Whole Woman's Health, the only abortion clinic in South Bend, celebrated its third anniversary only three days after Dobbs came down. The weight of the ruling overshadowed the chocolate cupcakes and flowers ordered to the office. A clinic that typically receives 40 calls a week received 100 calls from women asking for counseling and to schedule services — 37 of those from out of state and from as far away as Texas.
“We really tried to focus on what we’d accomplished and the patients that we have been able to help over the last three years,” said Sharon Lau, the clinic’s Midwest advocacy director. “And then, you know, we’re really focusing on taking care of the patients that we can from now until however long we’re able to.”
Time appears to be running out for the clinic. With the GOP enjoying supermajorities in the state House and Senate, the General Assembly is expected to make Indiana one of the first states to pass new abortion restrictions since Dobbs. A model bill circulated by the powerful Republican attorney James Bopp would ban nearly all the 7,000 annual abortions in the state, including in cases of rape and incest.
Even in a Democratic-leaning city like South Bend, though, reaction to Barrett’s position on the Dobbs ruling doesn’t fit into tidy boxes. On Wednesday evening, I traveled roughly 30 miles east of South Bend to Northridge High School in Middlebury for a town hall to take the temperature of two political figures with South Bend and Notre Dame ties. “I think this issue and these instances are very complex,” said Indiana Democratic Party Chairman and South Bend resident Mike Schmuhl, who attended private Catholic School and Notre Dame and worked for former Sen. Joe Donnelly, an anti-abortion Democrat who is now Biden’s ambassador to the Vatican. He added: “You need to support life throughout its entirety and be prepared to do that. And that means a lot of different things. Good schools. Safe neighborhoods. Medicare. Medicaid. Social Security. Poverty. Housing. Good paying jobs. Healthcare. And [the GOP] is pretty quiet on those.” (UPDATE: A spokesman for the Indiana Democratic Party said Schmuhl is “emphatically pro-choice.”)
Also there: Hammond Mayor Tom McDermott, the Democratic Senate candidate challenging incumbent Sen.

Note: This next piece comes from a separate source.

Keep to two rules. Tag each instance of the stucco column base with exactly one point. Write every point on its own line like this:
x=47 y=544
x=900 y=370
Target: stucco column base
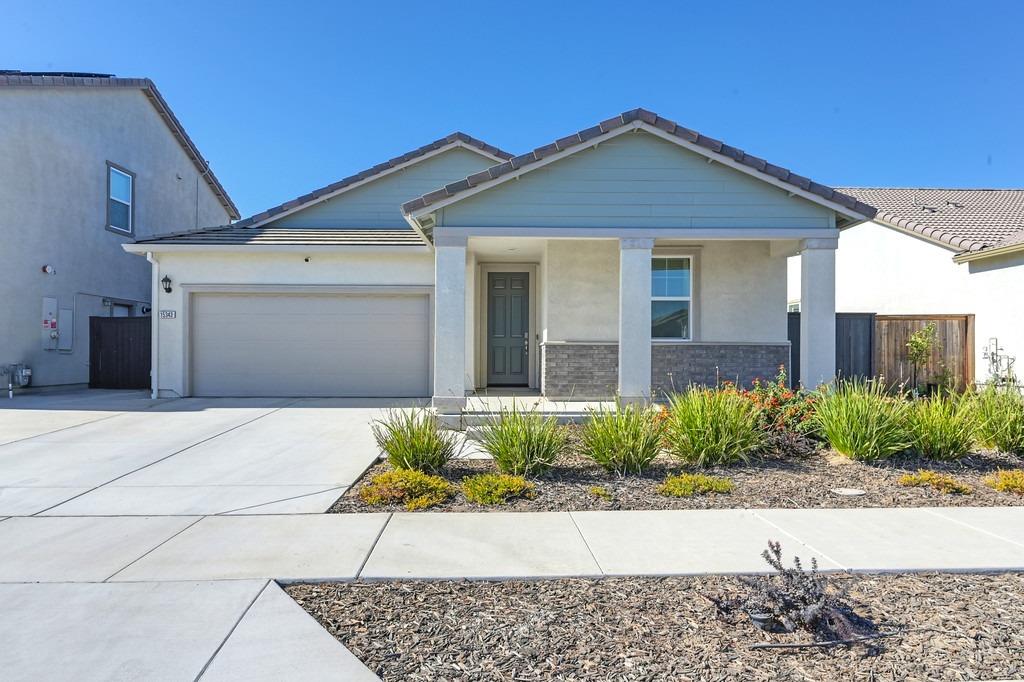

Todd Young. McDermott, a former Navy submariner and a Notre Dame University Law graduate, studied under Jesse Barrett, Amy Coney Barrett’s husband. Since the ruling, McDermott has been a vocal critic of Young’s decision to support the nominations of Justice Brett Kavanaugh and Neil Gorsuch. He has said less about Barrett.
“I do have a conflict of interest, so to speak when it comes to Justice Amy,” McDermott told me. “We went to the same law school, which is such a small community. I imagine if I was a U.S. senator, I would have voted to confirm her being honest with you.”
A few hours later, McDermott texted me to clarify his remarks. “Although my ties to Notre Dame may have made it a more complicated decision, I would have been a no vote on Amy Coney Barrett’s confirmation,” McDermott told me. “Looking back and knowing she voted in the Dobbs decision, that obviously would have been the correct call.”